I did not have children in 2001. If something like that happened today, I have no idea how I would explain it to Lucy and Finn. It was hard enough trying to explain the anniversary. Lucy kept asking why everyone’s houses looked like they were “decorated for the 4th of July.” She asked if we could go buy a big flag for our house too, so we did.
One of the shows I watched was “9/11: The Way it Happened” on MSNBC. The 2-hour show was the actual NBC broadcast from that morning, as it unfolded. It was surreal, because I was watching NBC that morning in 2001 and it was strange to re-watch it with all of the hindsight I have now. Cody and I both remarked on how composed and insightful Tom Brokaw appeared. He grasped almost immediately the way this event would change America. He talked about how we would no longer travel the same way or feel the same freedoms. He knew—with the foresight that likely only comes with having lived through other world-changing events—that our way of live would change forever.
Sunday morning, I read an essay Brokaw wrote in Parade. He talked about how he fought to keep his emotions in check, but couldn’t go on at one point. He wrote:
“I was doing relatively fine until later that day when a survivor from one of the towers began to describe his colleagues in wheelchairs who never made it out.

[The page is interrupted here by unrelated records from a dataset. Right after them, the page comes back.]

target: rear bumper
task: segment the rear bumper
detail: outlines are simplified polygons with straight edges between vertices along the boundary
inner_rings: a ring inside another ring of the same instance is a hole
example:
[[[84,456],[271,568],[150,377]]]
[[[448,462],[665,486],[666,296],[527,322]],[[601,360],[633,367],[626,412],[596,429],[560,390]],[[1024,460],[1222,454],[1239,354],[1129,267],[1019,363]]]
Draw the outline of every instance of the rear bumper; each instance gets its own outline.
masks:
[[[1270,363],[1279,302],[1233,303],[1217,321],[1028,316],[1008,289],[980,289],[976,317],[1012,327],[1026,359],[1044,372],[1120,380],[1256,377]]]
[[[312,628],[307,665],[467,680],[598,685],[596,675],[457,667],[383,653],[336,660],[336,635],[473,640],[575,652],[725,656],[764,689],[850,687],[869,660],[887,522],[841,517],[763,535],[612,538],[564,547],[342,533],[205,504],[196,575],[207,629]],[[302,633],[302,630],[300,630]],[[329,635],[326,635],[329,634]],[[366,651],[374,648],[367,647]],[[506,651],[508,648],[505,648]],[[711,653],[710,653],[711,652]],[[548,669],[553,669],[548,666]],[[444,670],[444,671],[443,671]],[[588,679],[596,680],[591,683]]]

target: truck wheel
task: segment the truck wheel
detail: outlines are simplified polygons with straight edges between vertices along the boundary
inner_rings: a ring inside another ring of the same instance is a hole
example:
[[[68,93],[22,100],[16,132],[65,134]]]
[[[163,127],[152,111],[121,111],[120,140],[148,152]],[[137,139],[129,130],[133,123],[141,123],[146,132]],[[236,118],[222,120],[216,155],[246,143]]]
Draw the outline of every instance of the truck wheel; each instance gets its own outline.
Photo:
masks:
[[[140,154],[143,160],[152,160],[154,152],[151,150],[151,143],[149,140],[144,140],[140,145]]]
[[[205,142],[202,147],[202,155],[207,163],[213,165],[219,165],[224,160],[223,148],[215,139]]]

I couldn’t stand the thought of those poor souls trapped by their paralysis, waiting for an elevator that never came. I choked up and passed our news coverage to another correspondent who carried on until I regained my composure.”
I suppose even the most poised among us was no match for the gravity of that day.
During the show, Cody and I talked a lot about that morning. We both marveled at the fact that we went to work. We watched two planes hit the towers and another hit the Pentagon, and yet still headed off to work. How naïve we were then. Of course, once we arrived, our offices shut down and we headed back home—and watched hours and hours of the grim coverage.
The ceremony Sunday morning at Ground Zero was a perfect way to mark the occasion. Paul Simon singing “The Sounds of Silence” was riveting. I’ll never forget it.
Did you do anything to mark the day? Did those of you with young children even try to explain it to them?